What mass of NO2 is formed when NO reacts with 384 g of 02?
Please be VERY descriptive. I've been out of school and I'm expected to take a test tomorrow on this.
http://www.jiskha.com/science/chemistry/stoichiometry.html
To answer this question, we need to apply the concept of stoichiometry and use balanced chemical equations. In this case, we are given that NO reacts with 384 grams of O2.
Step 1: Write the balanced chemical equation:
2 NO + O2 -> 2 NO2
This equation tells us that 2 moles of NO react with 1 mole of O2 to produce 2 moles of NO2.
Step 2: Convert the given mass of O2 to moles:
To do this, we need to determine the molar mass of O2 (Oxygen gas). Oxygen has an atomic mass of 16 g/mol, and since O2 consists of two oxygen atoms, the molar mass of O2 is 32 g/mol.

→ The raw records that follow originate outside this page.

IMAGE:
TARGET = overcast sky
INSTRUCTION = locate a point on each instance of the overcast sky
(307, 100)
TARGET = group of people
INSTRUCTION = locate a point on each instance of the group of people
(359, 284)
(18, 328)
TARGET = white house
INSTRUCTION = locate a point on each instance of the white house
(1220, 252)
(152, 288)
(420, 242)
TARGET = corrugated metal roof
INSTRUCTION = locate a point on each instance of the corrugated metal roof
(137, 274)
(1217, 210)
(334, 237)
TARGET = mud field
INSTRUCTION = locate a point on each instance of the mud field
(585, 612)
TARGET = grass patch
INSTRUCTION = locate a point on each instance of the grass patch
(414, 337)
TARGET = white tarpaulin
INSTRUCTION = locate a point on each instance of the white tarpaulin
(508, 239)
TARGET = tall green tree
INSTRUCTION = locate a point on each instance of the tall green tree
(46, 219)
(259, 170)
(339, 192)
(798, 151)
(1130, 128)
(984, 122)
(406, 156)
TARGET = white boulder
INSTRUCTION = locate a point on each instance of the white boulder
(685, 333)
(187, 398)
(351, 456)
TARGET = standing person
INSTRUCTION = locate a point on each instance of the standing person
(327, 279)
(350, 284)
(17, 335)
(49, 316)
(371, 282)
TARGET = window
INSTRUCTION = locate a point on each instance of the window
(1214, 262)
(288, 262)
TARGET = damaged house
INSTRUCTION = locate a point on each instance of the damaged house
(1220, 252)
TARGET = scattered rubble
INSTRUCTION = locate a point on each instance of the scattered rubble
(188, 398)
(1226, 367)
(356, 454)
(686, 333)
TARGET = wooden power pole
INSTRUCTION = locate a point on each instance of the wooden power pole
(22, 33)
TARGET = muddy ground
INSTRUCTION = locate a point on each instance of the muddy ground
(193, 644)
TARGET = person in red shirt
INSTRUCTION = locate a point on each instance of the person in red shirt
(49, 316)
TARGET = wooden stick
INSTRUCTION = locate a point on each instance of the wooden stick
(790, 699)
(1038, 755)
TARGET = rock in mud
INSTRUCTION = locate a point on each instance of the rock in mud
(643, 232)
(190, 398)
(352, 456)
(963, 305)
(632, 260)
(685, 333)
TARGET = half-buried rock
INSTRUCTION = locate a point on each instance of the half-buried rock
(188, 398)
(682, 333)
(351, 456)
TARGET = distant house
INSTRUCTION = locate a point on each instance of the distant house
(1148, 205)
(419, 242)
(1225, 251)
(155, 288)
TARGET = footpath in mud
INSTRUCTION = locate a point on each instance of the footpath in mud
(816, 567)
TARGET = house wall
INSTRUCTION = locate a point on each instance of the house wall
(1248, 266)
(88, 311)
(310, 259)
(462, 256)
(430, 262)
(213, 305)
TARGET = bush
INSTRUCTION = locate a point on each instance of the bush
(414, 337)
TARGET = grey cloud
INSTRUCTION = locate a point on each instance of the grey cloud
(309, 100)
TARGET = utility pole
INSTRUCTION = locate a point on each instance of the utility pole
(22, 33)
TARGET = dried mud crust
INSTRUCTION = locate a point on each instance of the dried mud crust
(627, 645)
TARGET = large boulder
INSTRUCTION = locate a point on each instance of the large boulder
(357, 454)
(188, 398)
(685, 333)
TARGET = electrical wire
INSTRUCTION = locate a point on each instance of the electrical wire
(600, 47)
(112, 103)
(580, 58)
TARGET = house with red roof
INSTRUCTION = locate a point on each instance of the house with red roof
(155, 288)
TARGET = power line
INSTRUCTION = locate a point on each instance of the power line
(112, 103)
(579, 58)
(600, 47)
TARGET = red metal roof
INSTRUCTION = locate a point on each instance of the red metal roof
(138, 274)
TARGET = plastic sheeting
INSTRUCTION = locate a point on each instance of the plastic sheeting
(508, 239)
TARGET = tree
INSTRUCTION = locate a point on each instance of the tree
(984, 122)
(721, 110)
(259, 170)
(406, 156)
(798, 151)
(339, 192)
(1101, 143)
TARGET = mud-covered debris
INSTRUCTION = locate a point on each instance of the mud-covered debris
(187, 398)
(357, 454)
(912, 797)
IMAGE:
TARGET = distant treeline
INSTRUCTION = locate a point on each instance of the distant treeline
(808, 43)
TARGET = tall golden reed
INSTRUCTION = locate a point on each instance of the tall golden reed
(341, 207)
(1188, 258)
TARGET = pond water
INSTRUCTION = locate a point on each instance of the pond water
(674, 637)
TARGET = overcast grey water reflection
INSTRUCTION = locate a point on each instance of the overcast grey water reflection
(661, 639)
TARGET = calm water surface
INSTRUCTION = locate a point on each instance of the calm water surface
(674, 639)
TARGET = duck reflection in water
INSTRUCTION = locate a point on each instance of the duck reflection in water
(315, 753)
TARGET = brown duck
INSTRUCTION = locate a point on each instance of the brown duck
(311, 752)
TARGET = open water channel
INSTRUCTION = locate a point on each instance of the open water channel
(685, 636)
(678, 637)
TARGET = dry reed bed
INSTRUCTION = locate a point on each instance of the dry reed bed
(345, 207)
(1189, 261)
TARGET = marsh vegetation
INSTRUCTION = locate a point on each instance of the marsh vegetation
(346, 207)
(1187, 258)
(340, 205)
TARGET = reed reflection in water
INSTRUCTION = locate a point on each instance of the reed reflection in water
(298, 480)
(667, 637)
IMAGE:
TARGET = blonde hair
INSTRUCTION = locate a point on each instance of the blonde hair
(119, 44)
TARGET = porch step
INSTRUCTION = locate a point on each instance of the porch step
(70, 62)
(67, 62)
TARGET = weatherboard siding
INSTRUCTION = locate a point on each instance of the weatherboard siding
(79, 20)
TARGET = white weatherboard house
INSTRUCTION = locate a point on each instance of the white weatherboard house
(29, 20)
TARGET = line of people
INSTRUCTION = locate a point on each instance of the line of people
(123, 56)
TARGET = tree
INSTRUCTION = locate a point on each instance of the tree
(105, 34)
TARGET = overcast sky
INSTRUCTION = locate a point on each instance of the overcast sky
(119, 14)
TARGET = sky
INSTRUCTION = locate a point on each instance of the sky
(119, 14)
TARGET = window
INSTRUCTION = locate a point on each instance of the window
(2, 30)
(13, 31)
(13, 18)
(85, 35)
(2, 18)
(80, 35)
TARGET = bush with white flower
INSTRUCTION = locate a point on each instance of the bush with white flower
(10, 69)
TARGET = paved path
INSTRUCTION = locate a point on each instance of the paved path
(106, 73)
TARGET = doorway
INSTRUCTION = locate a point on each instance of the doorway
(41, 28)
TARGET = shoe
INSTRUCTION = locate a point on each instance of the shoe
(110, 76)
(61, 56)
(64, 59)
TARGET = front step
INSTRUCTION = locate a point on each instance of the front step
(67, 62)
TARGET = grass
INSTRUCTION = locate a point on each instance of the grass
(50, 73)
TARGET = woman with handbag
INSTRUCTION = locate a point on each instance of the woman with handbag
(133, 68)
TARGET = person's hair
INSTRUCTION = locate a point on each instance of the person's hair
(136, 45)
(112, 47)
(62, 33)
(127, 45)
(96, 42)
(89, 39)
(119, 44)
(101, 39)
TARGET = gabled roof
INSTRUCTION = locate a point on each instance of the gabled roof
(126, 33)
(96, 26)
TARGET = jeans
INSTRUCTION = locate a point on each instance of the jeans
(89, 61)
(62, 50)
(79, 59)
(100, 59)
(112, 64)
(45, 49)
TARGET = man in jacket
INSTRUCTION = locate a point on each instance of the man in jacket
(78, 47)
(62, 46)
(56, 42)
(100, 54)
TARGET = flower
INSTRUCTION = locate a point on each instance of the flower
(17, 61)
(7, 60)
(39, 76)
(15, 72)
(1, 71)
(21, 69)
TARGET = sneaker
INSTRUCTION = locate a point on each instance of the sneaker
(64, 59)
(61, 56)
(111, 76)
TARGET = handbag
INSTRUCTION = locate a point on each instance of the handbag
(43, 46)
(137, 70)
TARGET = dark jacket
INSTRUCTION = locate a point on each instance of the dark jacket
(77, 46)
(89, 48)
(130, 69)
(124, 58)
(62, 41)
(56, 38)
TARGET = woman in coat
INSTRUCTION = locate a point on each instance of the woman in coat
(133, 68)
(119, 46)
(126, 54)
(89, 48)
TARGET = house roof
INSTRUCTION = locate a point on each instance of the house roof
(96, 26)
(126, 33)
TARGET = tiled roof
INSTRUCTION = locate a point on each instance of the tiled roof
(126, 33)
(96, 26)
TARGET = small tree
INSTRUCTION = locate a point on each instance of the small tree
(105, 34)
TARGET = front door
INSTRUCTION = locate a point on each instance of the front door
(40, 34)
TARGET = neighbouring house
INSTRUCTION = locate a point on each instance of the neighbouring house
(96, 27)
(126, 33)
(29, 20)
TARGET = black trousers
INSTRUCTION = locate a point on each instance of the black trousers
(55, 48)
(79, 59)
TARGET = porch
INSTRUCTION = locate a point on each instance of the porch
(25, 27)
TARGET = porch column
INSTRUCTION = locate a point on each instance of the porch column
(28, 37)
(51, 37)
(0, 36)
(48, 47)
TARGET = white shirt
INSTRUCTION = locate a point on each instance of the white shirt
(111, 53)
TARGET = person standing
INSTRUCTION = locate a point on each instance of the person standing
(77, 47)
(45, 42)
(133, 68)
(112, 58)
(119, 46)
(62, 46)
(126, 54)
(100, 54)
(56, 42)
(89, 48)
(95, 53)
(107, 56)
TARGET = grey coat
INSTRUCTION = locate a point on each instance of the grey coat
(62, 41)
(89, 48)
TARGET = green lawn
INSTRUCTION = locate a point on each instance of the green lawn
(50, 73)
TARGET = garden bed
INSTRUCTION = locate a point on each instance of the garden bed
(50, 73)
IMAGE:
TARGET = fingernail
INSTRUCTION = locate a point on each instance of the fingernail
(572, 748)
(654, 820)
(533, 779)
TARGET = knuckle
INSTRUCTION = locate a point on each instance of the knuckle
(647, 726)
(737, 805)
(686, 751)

Now, we can calculate the number of moles of O2:
Number of moles = mass / molar mass
Number of moles = 384 g / 32 g/mol = 12 moles
Step 3: Determine the moles of NO2 produced:
Using the balanced equation, we can see that 1 mole of O2 reacts to produce 2 moles of NO2. Therefore, we can conclude that 12 moles of O2 will produce 24 moles of NO2.
Step 4: Convert moles of NO2 to mass:
To calculate the mass of NO2 produced, we need to use the molar mass of NO2. Nitrogen has an atomic mass of 14 g/mol, and Oxygen has an atomic mass of 16 g/mol. Therefore, the molar mass of NO2 is (14 + (2 * 16)) = 46 g/mol.
Now, we can calculate the mass of NO2:
Mass = number of moles * molar mass
Mass = 24 moles * 46 g/mol = 1,104 g
Therefore, when NO reacts with 384 g of O2, the mass of NO2 formed is 1,104 grams.